Bone morphogenetic protein-2 (BMP-2) is a member of the transforming growth factor beta superfamily implicated by gene ablation studies in several critical processes in early mouse development. BMP-2 plays an essential role not only in embryonic stem cell differentiation, but also in mesenchymal stem cell differentiation and bone formation.
Studies of mouse embryonic stem cell differentiation in vitro adduced evidence for a critical role for BMP-2 in the differentiation of extra-embryonic endoderm, and in the cavitation of the embryo, the process whereby programmed cell death in a subpopulation of the pluripotent stem cells of the inner cell mass leads to the formation of the egg cylinder. This study further showed that BMP-2 transcripts were expressed in the extra-embryonic endoderm, a finding that has recently been confirmed in a study which defined a role for this molecule in the induction of primordial germ cells.
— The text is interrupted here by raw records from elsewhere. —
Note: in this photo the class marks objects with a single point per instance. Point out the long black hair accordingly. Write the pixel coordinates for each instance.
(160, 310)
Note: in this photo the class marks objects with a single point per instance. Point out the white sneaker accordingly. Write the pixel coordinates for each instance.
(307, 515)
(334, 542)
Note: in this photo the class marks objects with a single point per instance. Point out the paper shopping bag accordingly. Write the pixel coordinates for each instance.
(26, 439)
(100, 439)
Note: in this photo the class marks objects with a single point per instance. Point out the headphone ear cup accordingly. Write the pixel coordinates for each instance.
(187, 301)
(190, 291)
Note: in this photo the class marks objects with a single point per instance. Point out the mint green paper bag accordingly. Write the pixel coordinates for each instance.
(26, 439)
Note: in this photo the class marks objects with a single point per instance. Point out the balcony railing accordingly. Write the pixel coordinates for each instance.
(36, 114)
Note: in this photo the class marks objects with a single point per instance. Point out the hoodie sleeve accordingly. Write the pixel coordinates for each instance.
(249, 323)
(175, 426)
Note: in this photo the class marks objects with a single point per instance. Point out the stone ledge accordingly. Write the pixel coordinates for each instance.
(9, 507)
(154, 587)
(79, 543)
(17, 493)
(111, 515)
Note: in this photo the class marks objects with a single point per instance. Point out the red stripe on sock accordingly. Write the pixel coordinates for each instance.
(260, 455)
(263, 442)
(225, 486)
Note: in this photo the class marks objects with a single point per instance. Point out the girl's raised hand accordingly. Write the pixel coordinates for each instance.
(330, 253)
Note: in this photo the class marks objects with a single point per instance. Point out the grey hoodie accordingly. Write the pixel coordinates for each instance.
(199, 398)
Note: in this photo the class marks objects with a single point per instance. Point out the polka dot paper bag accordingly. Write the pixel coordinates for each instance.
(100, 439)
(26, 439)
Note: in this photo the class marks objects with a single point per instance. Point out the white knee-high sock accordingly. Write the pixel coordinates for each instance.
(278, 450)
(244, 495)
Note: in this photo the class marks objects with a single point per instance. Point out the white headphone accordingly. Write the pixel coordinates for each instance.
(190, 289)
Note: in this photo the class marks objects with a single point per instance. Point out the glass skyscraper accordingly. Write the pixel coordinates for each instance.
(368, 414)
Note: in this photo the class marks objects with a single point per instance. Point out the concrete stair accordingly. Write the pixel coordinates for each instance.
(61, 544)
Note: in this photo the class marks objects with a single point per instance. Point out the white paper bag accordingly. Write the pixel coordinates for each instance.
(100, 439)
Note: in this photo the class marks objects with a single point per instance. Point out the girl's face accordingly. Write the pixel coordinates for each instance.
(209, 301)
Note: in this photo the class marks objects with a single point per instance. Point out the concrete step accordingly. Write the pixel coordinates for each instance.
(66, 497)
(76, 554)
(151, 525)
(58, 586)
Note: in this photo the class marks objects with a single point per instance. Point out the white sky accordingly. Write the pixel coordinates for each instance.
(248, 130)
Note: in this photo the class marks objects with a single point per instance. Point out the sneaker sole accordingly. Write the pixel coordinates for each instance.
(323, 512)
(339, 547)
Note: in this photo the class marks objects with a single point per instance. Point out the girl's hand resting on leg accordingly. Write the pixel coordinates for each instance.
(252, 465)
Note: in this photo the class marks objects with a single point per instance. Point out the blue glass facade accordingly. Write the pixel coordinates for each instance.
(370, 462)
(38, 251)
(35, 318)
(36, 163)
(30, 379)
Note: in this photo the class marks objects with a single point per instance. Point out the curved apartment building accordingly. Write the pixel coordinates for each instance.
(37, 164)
A screen for factors affecting growth and differentiation of human pluripotent embryonal carcinoma cells revealed that BMP-2 induced differentiation of the cells into a flattened, epithelial squamous cell displaying an immunophenotype and gene expression profile similar to extra-embryonic endoderm.
Cells that morphologically resemble the flat epithelial cells induced in human EC cultures by BMP-2 also appear spontaneously in human embryonic stem cultures grown under standard conditions
Gene therapy studies show that bone defects are healed by the implantation of a bioresorbable polymer mixed with bone marrow mesenchymal stem cells to which adenovirus BMP-2 is transferred. Systemic administration of rhBMP-2 increases mesenchymal stem cell activity and reverses ovariectomy-induced and age-related bone loss in two different mouse models. These results suggest that BMP-2 may be utilized for the treatment of osteoporosis. Recent studies show that rhBMP-2 delivered in an injectable formula with a calcium phosphate carrier or with a liposome carrier accelerates bone healing in a rabbit ulna osteotomy model and a rat femoral bone defect model. Recent clinical studies show that rhBMP-2 can be used as complete bone graft substitutes in spinal fusion surgery. In some circumstances, the efficacy of BMP-2 for inducing successful fusion is superior to that of autogenous bone graft. BMP-2 is shown to be efficacious in several fusion applications, including intervertebral and lumbar posterolateral fusion.
• Beederman M, et al. BMP signaling in mesenchymal stem cell differentiation and bone formation[J]. Journal of biomedical science and engineering, 2013, 6(8A): 32.
• Pera M F, et al. Regulation of human embryonic stem cell differentiation by BMP-2 and its antagonist noggin[J]. J Cell Sci, 2004, 117(7): 1269-1280.